ECLI:NL:RVS:2024:2726
Raad van State
- Voorlopige voorziening
- Rechtspraak.nl
Voorlopige voorziening in vreemdelingenrechtelijke procedure met betrekking tot verblijfsvergunning
Op 3 juli 2024 heeft de voorzieningenrechter van de Afdeling bestuursrechtspraak van de Raad van State uitspraak gedaan op een verzoek om het treffen van een voorlopige voorziening in een hoger beroep van de staatssecretaris van Justitie en Veiligheid. Dit hoger beroep volgde op een uitspraak van de rechtbank Den Haag, die op 16 mei 2024 het beroep van een vreemdeling gegrond verklaarde en de staatssecretaris opdroeg om binnen zestien weken een nieuw besluit te nemen op het bezwaar van de vreemdeling tegen de afwijzing van zijn aanvraag voor een verblijfsvergunning regulier voor bepaalde tijd.
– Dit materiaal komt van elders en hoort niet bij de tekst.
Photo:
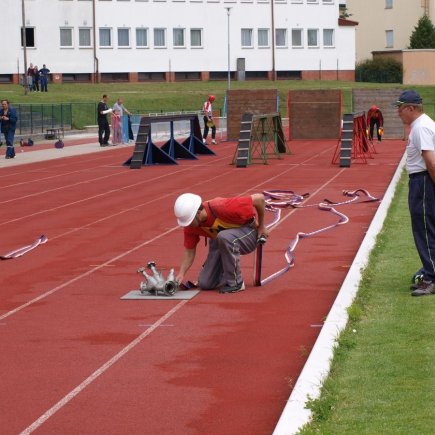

De staatssecretaris had eerder, op 9 maart 2022, de aanvraag van de vreemdeling ingewilligd, maar verklaarde op 24 juli 2023 het bezwaar van de vreemdeling ongegrond. De vreemdeling ging in beroep tegen deze beslissing, wat leidde tot de uitspraak van de rechtbank. In het hoger beroep verzocht de staatssecretaris de voorzieningenrechter om een voorlopige voorziening te treffen, zodat hij de uitspraak van de rechtbank niet hoeft uit te voeren totdat de Afdeling op het hoger beroep heeft beslist.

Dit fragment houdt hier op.